As mentioned, there are compelling reasons to fragment data, encrypt, and then spread it across different physical volumes. In this case, it can be beneficial to locate the data encryption key near or along with the data being encrypted. For these scenarios, we recommend key wrapping of the data encrypting key with AES-256 GCM (refer to internal Pivotal standards for these ciphers). Ideally, the key encrypting key should be stored in an HSM. We do not currently advocate the use of key wrapping mechanisms in NIST Special Publication 800-38F “Recommendation for Block Cipher Modes of Operation: Methods for Key Wrapping”.

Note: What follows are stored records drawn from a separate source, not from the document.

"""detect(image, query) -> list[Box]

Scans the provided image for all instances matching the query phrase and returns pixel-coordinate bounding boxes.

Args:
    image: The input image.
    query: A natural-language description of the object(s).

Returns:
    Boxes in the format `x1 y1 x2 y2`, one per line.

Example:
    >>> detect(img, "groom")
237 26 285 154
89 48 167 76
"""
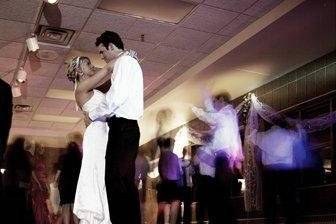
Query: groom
89 31 143 224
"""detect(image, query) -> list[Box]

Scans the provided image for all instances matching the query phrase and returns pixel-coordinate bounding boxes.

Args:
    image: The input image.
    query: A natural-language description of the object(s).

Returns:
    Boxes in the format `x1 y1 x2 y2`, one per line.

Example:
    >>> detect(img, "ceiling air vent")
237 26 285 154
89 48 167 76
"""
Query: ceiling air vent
38 25 75 46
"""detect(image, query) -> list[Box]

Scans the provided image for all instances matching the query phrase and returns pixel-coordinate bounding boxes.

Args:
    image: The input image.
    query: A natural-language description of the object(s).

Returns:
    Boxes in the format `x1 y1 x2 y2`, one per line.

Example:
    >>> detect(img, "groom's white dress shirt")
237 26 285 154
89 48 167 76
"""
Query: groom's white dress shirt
89 55 143 121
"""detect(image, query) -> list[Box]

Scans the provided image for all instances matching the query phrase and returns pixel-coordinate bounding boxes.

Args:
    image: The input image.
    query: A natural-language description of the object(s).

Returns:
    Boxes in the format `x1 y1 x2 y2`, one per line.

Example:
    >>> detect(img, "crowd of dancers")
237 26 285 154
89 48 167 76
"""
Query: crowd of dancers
1 31 334 224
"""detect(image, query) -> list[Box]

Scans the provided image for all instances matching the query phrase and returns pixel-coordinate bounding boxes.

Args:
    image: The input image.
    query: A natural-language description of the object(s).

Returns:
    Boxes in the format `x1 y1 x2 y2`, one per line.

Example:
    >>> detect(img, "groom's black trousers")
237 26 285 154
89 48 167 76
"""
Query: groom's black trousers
105 116 141 224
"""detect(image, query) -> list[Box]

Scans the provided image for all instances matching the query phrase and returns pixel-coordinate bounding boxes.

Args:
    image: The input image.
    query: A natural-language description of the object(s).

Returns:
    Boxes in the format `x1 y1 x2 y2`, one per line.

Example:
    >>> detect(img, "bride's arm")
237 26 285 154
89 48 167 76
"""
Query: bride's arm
76 52 128 93
76 60 115 94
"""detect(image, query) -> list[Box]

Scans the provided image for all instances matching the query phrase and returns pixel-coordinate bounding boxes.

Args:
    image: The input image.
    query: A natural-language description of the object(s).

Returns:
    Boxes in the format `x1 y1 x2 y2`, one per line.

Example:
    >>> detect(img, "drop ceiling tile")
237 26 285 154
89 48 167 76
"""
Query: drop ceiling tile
198 34 230 54
84 10 136 37
146 45 189 65
203 0 258 12
218 14 257 37
74 32 99 53
13 97 41 111
28 121 53 128
1 72 14 84
162 64 188 79
244 0 283 17
0 58 18 72
27 75 52 88
0 19 33 42
61 110 84 118
60 0 99 9
40 98 71 110
40 4 91 30
126 19 176 44
146 64 188 90
52 122 76 131
36 106 63 115
163 27 212 50
25 59 60 77
0 0 41 23
12 119 29 128
62 102 83 117
181 5 238 33
124 39 155 59
144 76 158 88
50 78 74 90
141 60 170 77
0 41 23 59
27 86 48 97
180 52 208 67
13 112 33 121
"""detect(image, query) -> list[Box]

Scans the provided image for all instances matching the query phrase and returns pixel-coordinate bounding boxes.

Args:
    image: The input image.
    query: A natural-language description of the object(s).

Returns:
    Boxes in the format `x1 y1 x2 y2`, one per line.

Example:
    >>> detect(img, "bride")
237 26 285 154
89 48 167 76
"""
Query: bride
66 52 128 224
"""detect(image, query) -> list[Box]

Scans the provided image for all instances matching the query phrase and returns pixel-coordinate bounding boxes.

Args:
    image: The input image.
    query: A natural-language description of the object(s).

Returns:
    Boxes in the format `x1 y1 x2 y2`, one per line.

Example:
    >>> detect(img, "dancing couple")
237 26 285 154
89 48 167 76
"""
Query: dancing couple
67 31 143 224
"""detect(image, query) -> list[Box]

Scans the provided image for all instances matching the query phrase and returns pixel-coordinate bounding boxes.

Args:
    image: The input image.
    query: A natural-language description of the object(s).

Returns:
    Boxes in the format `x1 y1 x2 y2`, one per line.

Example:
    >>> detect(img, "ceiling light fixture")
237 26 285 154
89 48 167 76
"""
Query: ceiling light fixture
26 34 40 52
16 67 27 83
44 0 59 5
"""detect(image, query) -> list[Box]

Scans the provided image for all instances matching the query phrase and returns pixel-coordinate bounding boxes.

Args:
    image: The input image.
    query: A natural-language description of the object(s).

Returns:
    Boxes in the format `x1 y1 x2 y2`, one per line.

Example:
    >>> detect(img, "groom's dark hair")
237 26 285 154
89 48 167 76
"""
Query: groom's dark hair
96 31 124 50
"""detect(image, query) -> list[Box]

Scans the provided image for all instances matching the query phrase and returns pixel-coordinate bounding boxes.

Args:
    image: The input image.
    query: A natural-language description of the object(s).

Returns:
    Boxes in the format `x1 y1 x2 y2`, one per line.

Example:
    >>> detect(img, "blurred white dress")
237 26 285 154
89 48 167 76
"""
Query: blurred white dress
73 90 111 224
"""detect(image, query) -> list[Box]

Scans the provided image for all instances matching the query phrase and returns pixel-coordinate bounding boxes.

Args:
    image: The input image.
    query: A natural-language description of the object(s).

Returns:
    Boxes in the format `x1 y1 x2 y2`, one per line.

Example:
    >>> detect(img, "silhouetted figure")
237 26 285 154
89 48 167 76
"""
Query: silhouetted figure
134 151 149 223
157 138 182 224
55 142 82 224
4 137 34 224
181 147 194 223
256 121 298 224
30 143 51 224
194 145 216 223
0 79 13 211
215 151 236 224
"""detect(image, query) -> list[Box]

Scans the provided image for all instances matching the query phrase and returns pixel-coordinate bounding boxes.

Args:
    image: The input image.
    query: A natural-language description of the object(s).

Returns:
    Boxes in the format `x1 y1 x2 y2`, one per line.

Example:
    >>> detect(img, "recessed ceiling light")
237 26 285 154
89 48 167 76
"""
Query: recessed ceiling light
35 49 58 61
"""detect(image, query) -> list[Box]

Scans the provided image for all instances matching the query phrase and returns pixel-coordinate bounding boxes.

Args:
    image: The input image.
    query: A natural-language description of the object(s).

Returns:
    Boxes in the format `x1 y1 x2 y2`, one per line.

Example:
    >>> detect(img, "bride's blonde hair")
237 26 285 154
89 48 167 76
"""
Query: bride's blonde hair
66 57 91 83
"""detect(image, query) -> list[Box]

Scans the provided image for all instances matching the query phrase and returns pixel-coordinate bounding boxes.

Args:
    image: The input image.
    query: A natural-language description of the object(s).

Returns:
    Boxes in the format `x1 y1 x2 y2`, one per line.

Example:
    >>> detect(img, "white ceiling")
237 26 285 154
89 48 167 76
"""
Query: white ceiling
0 0 333 147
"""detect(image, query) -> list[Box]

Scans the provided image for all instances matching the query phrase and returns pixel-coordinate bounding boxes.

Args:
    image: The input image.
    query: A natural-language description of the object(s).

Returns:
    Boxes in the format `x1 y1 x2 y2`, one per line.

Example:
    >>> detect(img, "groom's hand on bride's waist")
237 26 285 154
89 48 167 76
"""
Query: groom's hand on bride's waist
84 112 92 127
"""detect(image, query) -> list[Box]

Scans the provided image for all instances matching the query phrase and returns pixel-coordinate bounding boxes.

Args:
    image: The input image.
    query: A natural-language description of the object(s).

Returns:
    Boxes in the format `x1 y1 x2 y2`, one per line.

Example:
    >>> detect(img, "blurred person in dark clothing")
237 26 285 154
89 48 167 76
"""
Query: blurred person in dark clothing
214 151 236 224
157 138 182 224
0 79 13 211
252 120 299 224
4 137 34 224
134 151 149 223
55 142 82 224
181 147 194 223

Appendix A: CCM Privacy Bounds

Here, we relay the concrete privacy bounds provided by Jakob Jonsson, which are stated as:

$\textbf{Adv}^{\textbf{priv}}_ {CCM}(A) \leq \textbf{Adv}^{prp}_{E}(B) + l_{E}^{2}/2^{n}$

where $\textbf{Adv}^{\textbf{priv}}_ {CCM}(A)$ is the advantage of a CCM attacker $A$ . This in turn is related to the advantage of an adversary $B$ attacking the block cipher (AES) $E$ as a PRP (through the switching lemma) plus the birthday term $l_{E}^{2}/2^{n}$ exhibiting quadratic dependence on the number of queries $l_{E}$ where $n$ is the size of the block (128). Given that the standard mandates use of the PRP for no more than $l_{E} = 2^{61}$ calls, the bounds yield a maximal advantage of 0.016 in addition to the PRP insecurity for a given key. Our earlier example (refer to the section entitled “Rationale”) limiting the number of distinct calls at $2^{8}$ with a maximal message size of $2^{40}$ bytes, on the other hand, yields the much smaller advantage $2^{88}/2^{128} = 2^{-40}$ (plus the PRP insecurity).